TomTom's IQ routes is actually quite clever. It stores on the device statistics about certain roads on certain days / times of day, so it knows not to try road X on a Tuesday (even if the device isn't online!) because there's always traffic there on a Tuesday, lets you avoid rush-hour queues only during rush hour etc.

Google hasn't quite got the same traffic integration and basically relies on TDS-RMC, which is what old TomTom's used to use (the FM-radio add-on is the same TDS one that finds traffic announcements on your radio, that's no subscription) and was subverted by HD Traffic (online, pay-per-month service).

So if you're offline, IQ Routes does a better job on average. And if you're online and only pulling in TDS announcements, IQ Routes (so long as it pulls the latest updates regularly) or HD Traffic (which is basically an advanced TDS) will do better.

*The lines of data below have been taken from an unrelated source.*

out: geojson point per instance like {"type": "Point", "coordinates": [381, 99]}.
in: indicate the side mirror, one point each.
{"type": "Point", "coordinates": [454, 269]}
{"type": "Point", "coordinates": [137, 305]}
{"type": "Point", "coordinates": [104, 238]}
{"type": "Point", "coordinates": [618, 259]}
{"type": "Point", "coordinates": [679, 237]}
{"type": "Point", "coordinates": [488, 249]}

The re-routing is a function of any satnav and they're all pretty much the same with that regard (it's basically A* routing, which is pretty common CS theory, but with several factors for each "edge" - like known traffic time, distance from previous edge, "infinite" distance for roads you want to deliberately avoid etc.). All that really matters is the data, and though Google can probe lots of data (including TDS, no doubt, given that it's free to do so), there's a lot to be said for better traffic updates online and for having averaged traffic knowledge when offline. That's what HD Traffic and IQ Routes are. But IQ Routes is at least free.